Did you miss that part of the story where it wasn’t the PEOPLE who signed for multiple years, but rather (at least in one case) Chiefs employees, probably in sales, checking boxes on the contract FOR THEM? If you feel like lightly cutting or whipping yourself in shame, feel free, you deserve it.

“…then they should have the right to sue if someone breaks that contract”

Find me one instance where, so long as they didn’t do anything illegal that would preclude such a suit, Mike or anyone else siad that they did NOT have that right. No? Nothing? Sigh, okay, yes I’ll wait for some more cutting/whipping, but make it quick (and deep), mmkay?

“Pretty simple in my eyes”

If it makes you feel any better, I can assure you that you are indeed coming off as VERY simple.

“If they could not honor their contracts then they shouldn’t have ever signed them”

Repetitive idiocy. In some cases, they didn’t sign the contracts.

But for those that did, at what point or to what level is the contract of a sports ticket similar to a lease agreement with a landlord.
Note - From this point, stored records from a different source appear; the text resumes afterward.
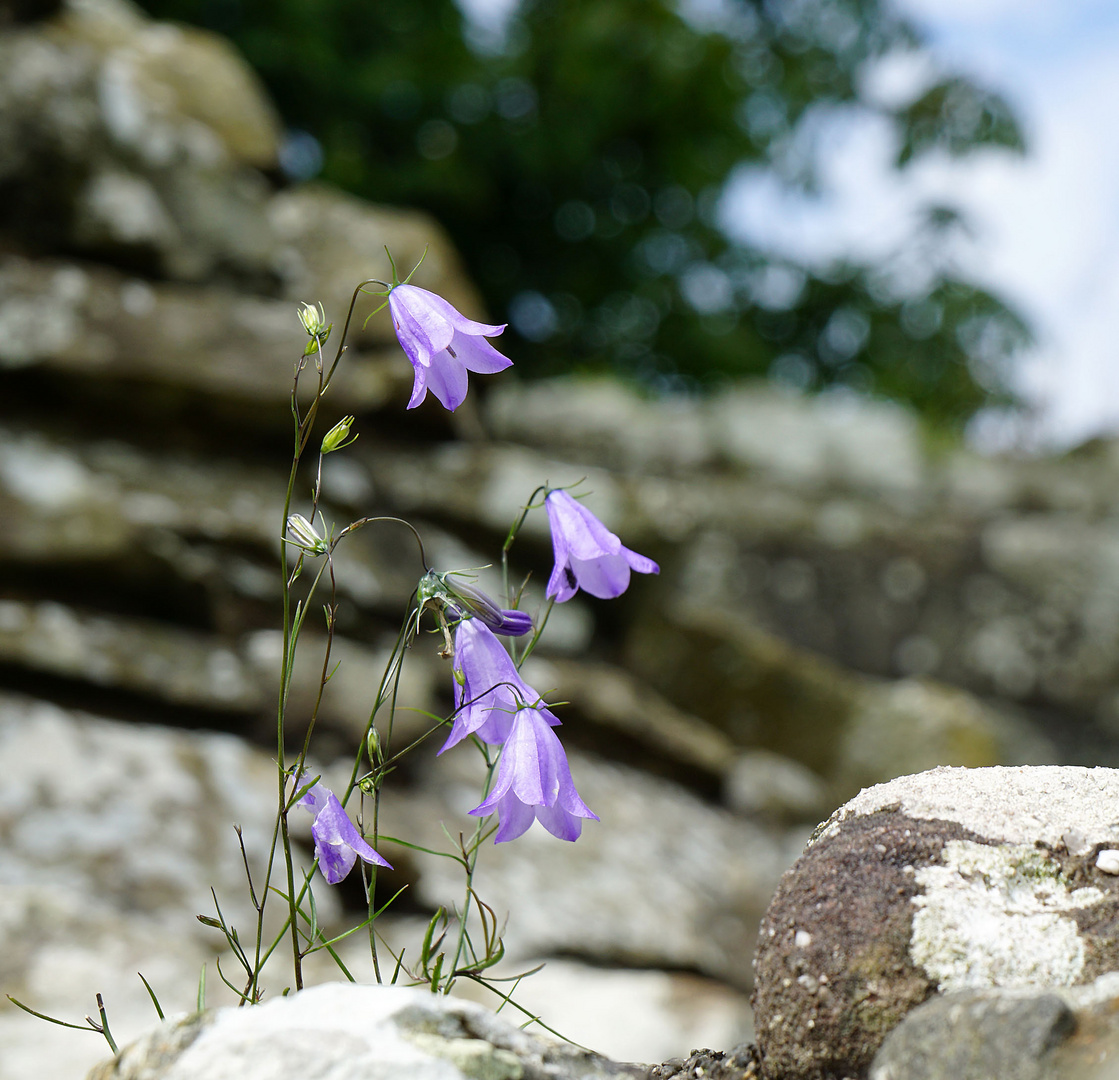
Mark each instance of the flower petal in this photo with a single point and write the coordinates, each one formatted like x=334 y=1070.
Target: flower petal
x=447 y=310
x=534 y=779
x=640 y=563
x=338 y=843
x=419 y=385
x=491 y=689
x=585 y=535
x=605 y=578
x=422 y=327
x=476 y=354
x=447 y=379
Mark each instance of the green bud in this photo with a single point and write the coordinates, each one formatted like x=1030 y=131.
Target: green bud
x=338 y=435
x=304 y=536
x=313 y=319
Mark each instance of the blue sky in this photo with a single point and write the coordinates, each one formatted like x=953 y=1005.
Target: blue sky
x=1050 y=224
x=1045 y=227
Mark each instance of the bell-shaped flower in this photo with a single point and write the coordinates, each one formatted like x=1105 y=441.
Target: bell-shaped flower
x=488 y=687
x=469 y=601
x=588 y=555
x=442 y=345
x=534 y=783
x=338 y=844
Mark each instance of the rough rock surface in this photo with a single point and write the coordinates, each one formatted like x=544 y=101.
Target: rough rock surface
x=1007 y=1034
x=358 y=1033
x=950 y=880
x=838 y=602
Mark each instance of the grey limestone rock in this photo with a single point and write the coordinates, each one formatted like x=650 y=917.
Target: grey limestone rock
x=347 y=1032
x=950 y=880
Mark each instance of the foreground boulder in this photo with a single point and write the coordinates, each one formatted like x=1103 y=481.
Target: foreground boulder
x=358 y=1032
x=949 y=880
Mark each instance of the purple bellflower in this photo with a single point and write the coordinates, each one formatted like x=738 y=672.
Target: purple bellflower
x=588 y=555
x=488 y=687
x=442 y=345
x=464 y=600
x=338 y=844
x=534 y=782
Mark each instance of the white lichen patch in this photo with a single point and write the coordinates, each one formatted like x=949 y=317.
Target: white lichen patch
x=996 y=916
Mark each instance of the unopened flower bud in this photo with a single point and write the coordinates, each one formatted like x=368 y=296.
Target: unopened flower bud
x=304 y=535
x=440 y=591
x=338 y=435
x=313 y=318
x=314 y=321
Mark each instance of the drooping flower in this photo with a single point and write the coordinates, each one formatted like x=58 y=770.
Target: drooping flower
x=534 y=782
x=442 y=345
x=338 y=844
x=488 y=687
x=447 y=590
x=588 y=555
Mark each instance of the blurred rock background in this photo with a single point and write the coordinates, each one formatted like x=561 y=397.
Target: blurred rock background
x=846 y=594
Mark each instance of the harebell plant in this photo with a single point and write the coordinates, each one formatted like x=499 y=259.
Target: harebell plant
x=524 y=775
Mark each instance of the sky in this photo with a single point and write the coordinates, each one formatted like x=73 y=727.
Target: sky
x=1044 y=228
x=1051 y=223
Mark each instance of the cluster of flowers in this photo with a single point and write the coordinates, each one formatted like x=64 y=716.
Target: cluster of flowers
x=491 y=701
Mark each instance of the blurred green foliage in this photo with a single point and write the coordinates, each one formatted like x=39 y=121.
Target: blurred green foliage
x=579 y=167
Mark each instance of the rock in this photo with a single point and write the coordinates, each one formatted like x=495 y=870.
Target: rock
x=673 y=882
x=99 y=324
x=622 y=707
x=629 y=1015
x=111 y=837
x=153 y=134
x=761 y=783
x=1008 y=1034
x=978 y=1035
x=950 y=880
x=331 y=242
x=847 y=729
x=363 y=1032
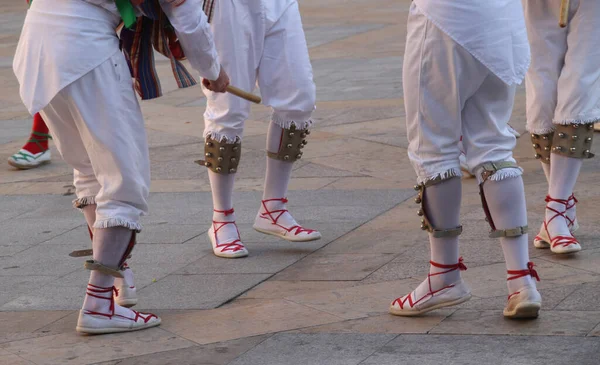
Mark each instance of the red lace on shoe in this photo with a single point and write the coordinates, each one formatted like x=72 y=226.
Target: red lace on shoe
x=559 y=240
x=95 y=291
x=274 y=215
x=458 y=266
x=517 y=274
x=233 y=246
x=572 y=198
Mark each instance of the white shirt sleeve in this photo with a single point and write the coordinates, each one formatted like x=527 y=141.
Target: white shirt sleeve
x=195 y=36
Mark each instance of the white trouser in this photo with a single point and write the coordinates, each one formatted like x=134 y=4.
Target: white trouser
x=563 y=82
x=260 y=40
x=98 y=128
x=447 y=92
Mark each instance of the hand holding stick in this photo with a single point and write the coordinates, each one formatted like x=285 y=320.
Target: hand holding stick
x=564 y=13
x=244 y=95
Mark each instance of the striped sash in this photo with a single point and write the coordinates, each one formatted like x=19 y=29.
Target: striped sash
x=153 y=31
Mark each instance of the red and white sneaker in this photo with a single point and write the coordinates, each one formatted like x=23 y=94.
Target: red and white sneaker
x=559 y=244
x=542 y=240
x=118 y=319
x=449 y=295
x=229 y=245
x=527 y=301
x=279 y=222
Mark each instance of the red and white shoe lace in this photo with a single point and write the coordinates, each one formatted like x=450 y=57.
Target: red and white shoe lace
x=559 y=243
x=230 y=245
x=279 y=222
x=448 y=295
x=118 y=319
x=527 y=301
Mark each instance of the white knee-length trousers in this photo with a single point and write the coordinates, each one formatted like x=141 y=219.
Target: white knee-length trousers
x=260 y=41
x=449 y=93
x=563 y=82
x=98 y=128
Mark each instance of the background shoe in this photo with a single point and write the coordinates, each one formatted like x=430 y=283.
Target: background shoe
x=435 y=295
x=226 y=247
x=280 y=223
x=25 y=160
x=451 y=295
x=117 y=319
x=526 y=303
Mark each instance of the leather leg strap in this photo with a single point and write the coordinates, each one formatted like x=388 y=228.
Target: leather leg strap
x=291 y=145
x=573 y=140
x=542 y=145
x=490 y=169
x=220 y=157
x=425 y=221
x=97 y=266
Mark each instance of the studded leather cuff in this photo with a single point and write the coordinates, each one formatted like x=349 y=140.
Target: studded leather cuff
x=542 y=144
x=573 y=140
x=292 y=142
x=220 y=157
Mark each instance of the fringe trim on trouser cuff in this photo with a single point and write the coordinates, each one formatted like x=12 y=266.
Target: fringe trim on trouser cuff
x=577 y=121
x=541 y=130
x=450 y=173
x=287 y=124
x=81 y=203
x=221 y=137
x=500 y=174
x=118 y=222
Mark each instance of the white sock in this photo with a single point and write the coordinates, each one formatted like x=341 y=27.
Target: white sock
x=89 y=212
x=277 y=179
x=109 y=245
x=442 y=206
x=563 y=177
x=546 y=168
x=506 y=202
x=222 y=191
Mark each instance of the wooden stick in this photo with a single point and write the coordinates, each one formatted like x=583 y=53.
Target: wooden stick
x=244 y=95
x=564 y=13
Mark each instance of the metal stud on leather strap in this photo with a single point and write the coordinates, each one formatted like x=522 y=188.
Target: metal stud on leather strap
x=542 y=143
x=573 y=141
x=425 y=223
x=513 y=232
x=221 y=157
x=445 y=233
x=292 y=141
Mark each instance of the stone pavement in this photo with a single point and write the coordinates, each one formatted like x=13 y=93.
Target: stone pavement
x=323 y=302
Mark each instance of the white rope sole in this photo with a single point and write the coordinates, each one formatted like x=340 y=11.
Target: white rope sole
x=411 y=313
x=524 y=310
x=291 y=238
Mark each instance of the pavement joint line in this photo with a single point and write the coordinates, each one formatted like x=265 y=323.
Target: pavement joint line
x=379 y=349
x=593 y=273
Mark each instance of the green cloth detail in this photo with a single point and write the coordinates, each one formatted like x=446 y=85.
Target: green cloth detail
x=127 y=12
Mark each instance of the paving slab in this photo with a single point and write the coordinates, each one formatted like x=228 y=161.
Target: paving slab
x=493 y=350
x=491 y=322
x=221 y=353
x=321 y=302
x=196 y=291
x=314 y=349
x=71 y=348
x=255 y=319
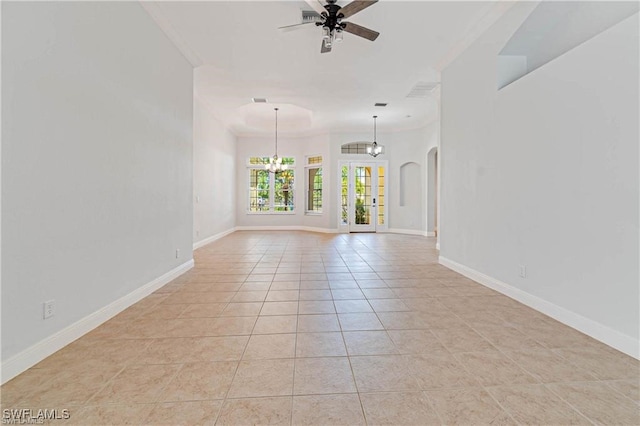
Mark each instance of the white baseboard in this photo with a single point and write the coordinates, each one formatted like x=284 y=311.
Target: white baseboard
x=286 y=228
x=39 y=351
x=212 y=238
x=407 y=231
x=598 y=331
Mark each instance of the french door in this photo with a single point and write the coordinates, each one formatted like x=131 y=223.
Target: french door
x=363 y=197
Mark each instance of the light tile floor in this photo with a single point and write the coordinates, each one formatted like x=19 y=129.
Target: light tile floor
x=304 y=328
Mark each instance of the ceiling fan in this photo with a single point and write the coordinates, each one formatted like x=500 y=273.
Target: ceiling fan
x=331 y=20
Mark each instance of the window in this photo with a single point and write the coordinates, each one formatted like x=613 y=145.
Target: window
x=270 y=193
x=355 y=148
x=314 y=184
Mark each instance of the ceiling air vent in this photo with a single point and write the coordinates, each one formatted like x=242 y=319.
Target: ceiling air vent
x=422 y=89
x=310 y=16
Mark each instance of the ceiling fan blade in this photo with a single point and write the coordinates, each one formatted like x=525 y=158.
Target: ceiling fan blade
x=324 y=48
x=317 y=6
x=358 y=30
x=355 y=7
x=288 y=28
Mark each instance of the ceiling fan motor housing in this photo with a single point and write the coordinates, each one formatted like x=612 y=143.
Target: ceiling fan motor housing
x=332 y=17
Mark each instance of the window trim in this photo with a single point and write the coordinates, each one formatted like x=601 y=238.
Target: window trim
x=272 y=188
x=307 y=167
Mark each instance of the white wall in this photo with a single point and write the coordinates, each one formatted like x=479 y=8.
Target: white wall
x=544 y=173
x=214 y=176
x=96 y=162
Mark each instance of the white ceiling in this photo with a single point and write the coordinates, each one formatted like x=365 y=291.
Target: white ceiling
x=239 y=54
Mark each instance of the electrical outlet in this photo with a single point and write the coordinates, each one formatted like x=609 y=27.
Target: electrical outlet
x=48 y=309
x=523 y=271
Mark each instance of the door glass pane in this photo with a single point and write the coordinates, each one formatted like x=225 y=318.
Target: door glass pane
x=380 y=195
x=258 y=190
x=345 y=195
x=363 y=195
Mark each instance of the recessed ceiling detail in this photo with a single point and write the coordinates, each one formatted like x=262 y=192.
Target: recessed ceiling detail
x=422 y=89
x=259 y=117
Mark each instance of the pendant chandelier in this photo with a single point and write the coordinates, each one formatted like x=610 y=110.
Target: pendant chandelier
x=374 y=149
x=275 y=162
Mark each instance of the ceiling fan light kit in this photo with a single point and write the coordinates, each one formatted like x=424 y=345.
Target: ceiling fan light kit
x=331 y=16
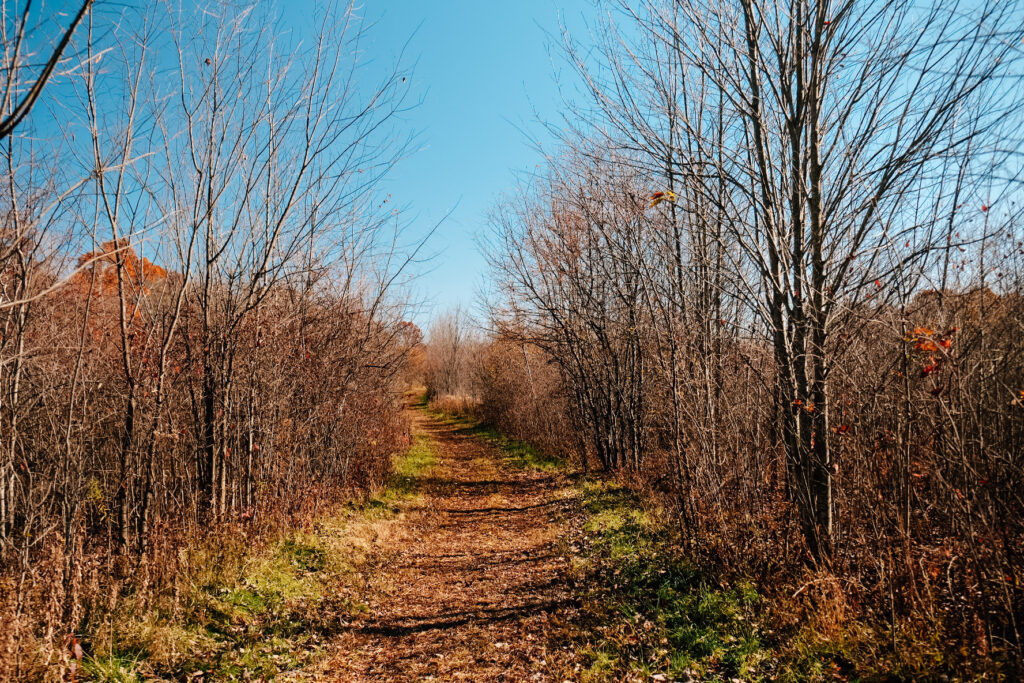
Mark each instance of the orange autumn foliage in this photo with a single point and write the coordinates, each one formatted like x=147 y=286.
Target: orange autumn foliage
x=138 y=272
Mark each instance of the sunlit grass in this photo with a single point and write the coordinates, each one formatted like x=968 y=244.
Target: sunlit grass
x=647 y=610
x=256 y=613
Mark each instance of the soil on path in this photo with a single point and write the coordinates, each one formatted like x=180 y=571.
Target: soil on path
x=476 y=588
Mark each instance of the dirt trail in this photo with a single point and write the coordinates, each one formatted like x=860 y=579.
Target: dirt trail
x=477 y=587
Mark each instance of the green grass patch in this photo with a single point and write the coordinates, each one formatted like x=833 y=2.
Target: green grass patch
x=517 y=454
x=646 y=609
x=257 y=612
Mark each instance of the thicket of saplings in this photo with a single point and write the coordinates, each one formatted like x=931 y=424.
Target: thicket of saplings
x=200 y=339
x=777 y=271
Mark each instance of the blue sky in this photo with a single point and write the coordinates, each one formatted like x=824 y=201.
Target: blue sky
x=485 y=75
x=484 y=72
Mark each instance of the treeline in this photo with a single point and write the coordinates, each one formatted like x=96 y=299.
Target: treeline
x=201 y=304
x=776 y=272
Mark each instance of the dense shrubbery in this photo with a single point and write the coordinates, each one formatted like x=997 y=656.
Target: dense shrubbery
x=228 y=353
x=795 y=315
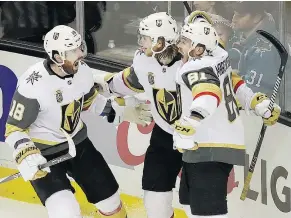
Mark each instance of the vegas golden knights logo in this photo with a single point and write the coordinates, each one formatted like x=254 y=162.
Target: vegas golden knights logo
x=71 y=116
x=59 y=96
x=167 y=104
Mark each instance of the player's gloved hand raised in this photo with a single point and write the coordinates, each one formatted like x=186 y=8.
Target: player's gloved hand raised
x=28 y=157
x=132 y=110
x=260 y=103
x=101 y=84
x=183 y=136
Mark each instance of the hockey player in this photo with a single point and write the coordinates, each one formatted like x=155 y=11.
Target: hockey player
x=51 y=96
x=153 y=72
x=210 y=132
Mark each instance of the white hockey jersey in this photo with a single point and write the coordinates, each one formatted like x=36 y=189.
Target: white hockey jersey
x=44 y=102
x=220 y=136
x=157 y=82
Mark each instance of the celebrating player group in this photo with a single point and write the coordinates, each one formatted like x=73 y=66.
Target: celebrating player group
x=193 y=94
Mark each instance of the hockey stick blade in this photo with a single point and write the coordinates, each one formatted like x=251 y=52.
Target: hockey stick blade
x=71 y=154
x=284 y=57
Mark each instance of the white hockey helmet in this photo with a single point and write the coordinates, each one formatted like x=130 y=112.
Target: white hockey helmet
x=62 y=39
x=198 y=16
x=158 y=25
x=201 y=33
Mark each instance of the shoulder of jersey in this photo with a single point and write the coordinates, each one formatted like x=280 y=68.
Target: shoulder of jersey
x=85 y=73
x=195 y=65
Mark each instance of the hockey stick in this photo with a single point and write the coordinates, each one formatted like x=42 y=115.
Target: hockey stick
x=284 y=57
x=71 y=154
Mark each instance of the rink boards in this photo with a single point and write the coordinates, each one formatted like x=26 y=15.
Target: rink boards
x=124 y=149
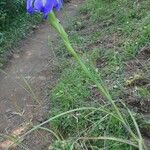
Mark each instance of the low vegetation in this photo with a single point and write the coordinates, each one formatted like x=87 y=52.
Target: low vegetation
x=113 y=39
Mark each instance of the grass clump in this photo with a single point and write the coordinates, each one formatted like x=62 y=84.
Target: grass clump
x=119 y=36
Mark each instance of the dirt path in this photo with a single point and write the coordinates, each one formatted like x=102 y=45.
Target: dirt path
x=24 y=85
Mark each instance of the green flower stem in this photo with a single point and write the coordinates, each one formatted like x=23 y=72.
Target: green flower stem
x=55 y=23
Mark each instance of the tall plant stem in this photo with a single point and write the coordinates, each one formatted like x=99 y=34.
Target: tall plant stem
x=55 y=23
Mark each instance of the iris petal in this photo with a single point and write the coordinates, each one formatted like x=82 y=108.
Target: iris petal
x=30 y=8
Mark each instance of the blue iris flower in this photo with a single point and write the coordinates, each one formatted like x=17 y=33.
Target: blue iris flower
x=43 y=6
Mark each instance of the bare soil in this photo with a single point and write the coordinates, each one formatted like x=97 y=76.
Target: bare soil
x=25 y=85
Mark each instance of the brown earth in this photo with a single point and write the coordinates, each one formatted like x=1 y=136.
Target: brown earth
x=25 y=85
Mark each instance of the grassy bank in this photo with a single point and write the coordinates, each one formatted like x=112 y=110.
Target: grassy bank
x=113 y=39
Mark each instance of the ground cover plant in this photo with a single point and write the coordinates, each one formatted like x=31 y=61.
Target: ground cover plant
x=102 y=98
x=113 y=38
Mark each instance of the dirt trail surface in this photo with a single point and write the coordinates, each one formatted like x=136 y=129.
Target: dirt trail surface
x=25 y=83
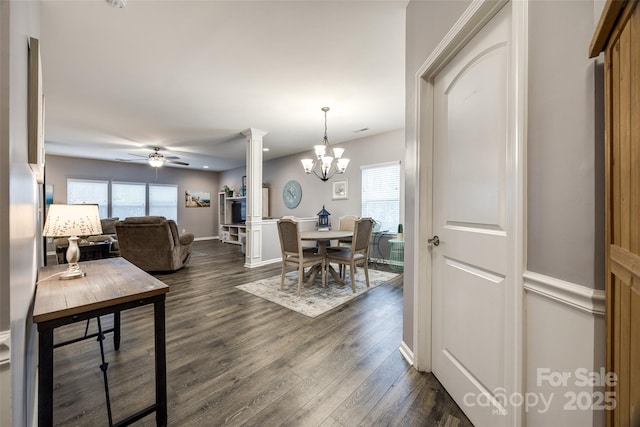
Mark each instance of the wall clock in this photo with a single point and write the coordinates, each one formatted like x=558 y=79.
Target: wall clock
x=292 y=194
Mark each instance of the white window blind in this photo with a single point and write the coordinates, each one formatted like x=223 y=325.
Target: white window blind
x=128 y=199
x=163 y=201
x=381 y=194
x=80 y=191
I mean, they’re essentially th same thing: One person owns a building and is renting out a partition of that building in reservation of the leasee for a certain predetermined period of time and scope.

Now, if landlord A evicts leasee B and sues him to recover rent for the broken lease of 6 months, and A then rents the apartment to leasee C, he no longer is legally allowed to recover for rents 4-6. That is typical leasser law.

Now why, Mindy, would that not apply here?